Wells Fargo ( WFC) is a diversified financial services company and trades an average of 30.1 million shares per day with a market cap of $171.2 billion.

WFC has 20 analyst buy recommendations, and three recommending a hold. The average analyst target price for WFC is $38. I believe the price target is reasonable within the next year.

WFC's short interest is less than 1%. In this type of market it's rare to find any stocks with less than 1% short interest. Wall Street professional short-sellers are not betting big WFC is going down anytime soon.

WFC has performed well in comparison to other banks with an increase of almost 17% during 2012 so far.

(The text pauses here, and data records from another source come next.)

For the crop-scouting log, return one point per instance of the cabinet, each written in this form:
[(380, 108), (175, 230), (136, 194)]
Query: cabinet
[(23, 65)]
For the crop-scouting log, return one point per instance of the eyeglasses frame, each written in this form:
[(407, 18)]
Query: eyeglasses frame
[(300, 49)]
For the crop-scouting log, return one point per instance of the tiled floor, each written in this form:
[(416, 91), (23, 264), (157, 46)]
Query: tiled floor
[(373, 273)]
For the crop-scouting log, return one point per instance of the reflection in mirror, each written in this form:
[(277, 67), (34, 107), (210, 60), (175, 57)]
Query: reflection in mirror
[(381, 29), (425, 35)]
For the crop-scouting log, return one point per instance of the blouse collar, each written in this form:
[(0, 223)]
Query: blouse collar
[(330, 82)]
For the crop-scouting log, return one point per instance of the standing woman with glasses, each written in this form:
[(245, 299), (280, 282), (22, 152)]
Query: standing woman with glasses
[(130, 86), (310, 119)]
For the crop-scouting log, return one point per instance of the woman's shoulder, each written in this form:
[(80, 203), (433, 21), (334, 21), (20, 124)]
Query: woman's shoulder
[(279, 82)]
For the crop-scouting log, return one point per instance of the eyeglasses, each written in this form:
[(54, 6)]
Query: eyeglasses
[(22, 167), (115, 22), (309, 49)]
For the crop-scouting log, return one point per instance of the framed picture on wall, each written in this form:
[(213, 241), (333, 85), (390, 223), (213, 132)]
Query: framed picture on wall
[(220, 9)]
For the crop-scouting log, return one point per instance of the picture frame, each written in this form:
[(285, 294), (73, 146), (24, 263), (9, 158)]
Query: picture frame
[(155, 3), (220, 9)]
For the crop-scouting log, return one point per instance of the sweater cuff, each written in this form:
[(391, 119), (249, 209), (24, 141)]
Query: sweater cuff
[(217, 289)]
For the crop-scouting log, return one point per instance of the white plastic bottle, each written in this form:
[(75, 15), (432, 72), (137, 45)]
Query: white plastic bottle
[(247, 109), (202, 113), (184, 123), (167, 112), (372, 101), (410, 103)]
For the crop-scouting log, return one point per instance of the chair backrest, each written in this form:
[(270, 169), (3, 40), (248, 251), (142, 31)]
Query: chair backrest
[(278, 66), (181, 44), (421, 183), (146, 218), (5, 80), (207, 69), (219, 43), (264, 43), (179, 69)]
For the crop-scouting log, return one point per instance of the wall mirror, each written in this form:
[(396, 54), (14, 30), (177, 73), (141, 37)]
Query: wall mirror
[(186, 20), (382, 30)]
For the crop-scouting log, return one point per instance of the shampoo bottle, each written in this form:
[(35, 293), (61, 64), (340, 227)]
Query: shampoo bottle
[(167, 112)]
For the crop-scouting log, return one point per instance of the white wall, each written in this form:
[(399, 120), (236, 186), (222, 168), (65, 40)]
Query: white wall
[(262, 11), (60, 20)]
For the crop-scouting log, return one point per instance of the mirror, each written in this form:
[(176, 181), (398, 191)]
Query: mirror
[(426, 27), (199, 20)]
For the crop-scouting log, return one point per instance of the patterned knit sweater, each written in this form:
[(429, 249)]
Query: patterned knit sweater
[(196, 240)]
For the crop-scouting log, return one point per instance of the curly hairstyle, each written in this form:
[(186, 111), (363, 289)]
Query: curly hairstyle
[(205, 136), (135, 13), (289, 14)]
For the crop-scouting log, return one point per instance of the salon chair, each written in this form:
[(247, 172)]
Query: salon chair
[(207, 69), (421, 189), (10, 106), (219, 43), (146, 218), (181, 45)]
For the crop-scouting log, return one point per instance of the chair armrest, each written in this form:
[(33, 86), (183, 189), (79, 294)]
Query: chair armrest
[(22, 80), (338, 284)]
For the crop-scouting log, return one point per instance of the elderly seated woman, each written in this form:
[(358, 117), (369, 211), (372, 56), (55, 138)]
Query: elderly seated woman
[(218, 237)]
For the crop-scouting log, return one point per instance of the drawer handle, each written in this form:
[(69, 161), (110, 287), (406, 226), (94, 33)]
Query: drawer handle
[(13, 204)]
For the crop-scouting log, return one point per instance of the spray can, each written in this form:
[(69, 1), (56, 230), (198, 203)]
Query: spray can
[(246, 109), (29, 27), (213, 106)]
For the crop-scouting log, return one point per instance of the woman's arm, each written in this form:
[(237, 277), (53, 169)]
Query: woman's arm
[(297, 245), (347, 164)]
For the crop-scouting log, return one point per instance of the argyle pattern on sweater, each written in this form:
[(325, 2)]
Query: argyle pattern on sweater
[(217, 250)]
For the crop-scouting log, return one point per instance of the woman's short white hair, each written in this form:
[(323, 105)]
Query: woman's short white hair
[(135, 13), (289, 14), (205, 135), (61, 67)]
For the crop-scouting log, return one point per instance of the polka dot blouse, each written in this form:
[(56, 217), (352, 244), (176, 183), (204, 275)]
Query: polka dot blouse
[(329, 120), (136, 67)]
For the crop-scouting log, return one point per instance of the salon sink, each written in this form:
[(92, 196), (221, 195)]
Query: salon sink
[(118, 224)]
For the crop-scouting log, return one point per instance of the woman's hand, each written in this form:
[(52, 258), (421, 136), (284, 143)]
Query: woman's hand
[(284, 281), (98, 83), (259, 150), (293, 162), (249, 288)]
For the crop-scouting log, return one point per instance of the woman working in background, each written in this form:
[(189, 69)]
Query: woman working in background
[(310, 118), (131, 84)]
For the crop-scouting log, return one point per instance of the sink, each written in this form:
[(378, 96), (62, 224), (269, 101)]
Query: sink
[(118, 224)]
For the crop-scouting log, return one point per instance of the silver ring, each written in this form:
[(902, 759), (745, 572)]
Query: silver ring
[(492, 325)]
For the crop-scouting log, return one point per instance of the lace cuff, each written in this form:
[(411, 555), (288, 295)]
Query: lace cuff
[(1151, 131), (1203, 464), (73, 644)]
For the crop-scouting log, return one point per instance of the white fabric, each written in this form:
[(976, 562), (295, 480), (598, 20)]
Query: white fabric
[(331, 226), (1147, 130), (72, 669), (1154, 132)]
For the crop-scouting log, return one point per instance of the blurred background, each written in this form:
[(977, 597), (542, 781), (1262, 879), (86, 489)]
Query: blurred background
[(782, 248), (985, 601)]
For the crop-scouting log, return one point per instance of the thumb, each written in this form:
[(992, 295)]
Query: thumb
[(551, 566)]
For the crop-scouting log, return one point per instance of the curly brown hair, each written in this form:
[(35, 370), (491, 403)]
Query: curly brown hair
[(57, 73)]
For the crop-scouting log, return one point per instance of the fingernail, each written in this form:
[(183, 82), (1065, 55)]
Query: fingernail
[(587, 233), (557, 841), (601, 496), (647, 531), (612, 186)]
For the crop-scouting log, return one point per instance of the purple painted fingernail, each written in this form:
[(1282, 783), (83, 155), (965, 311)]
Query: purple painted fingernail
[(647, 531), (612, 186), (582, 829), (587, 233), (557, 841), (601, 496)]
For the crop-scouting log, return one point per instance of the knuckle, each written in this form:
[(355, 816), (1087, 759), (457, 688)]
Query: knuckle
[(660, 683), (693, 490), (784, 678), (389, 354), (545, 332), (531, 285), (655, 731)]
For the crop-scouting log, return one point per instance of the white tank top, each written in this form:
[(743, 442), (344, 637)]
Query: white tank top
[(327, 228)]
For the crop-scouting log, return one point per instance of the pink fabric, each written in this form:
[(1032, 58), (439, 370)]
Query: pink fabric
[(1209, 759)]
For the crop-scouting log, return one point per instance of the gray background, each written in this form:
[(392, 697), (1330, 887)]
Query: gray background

WFC's moving averages are mostly trending higher with some short term softness. Overall, I believe WFC is a buy on dips. I currently favor the July $32 strike put options for a sale at or above 85 cents this week.

U.S. Bancorp ( USB) is a financial services holding company. The company was founded in 1863 and trades an average of 11.1 million shares per day with a market cap of $59 billion.

I like USB on many levels. When I think of US Bank, my first thought is usually Travis Kraker. Kraker is one of the rare types of investment advisers who actually places his customers' interests before his own. Obviously, I don't require an investment adviser; however, if I did, Kraker is the first person I would call. After meeting and learning more about Kraker I moved my personal banking to USB.

USB has 13 buy recommendations and the average analyst target price for USB is $33.82.

Short interest is very low at 1.2% of the float.

I like the July $30 strike put options at 45 cents or more through this week. If exercised, the cost basis is $29.55, making the dividend yield above 2.5%.

USB beat earnings in all four of the last four quarters, with an average beat of 0.03 cents (5.94%) per share.

This article is commentary by an independent contributor, separate from TheStreet's regular news coverage.

At the time of publication, the author held no positions in any of the stocks mentioned.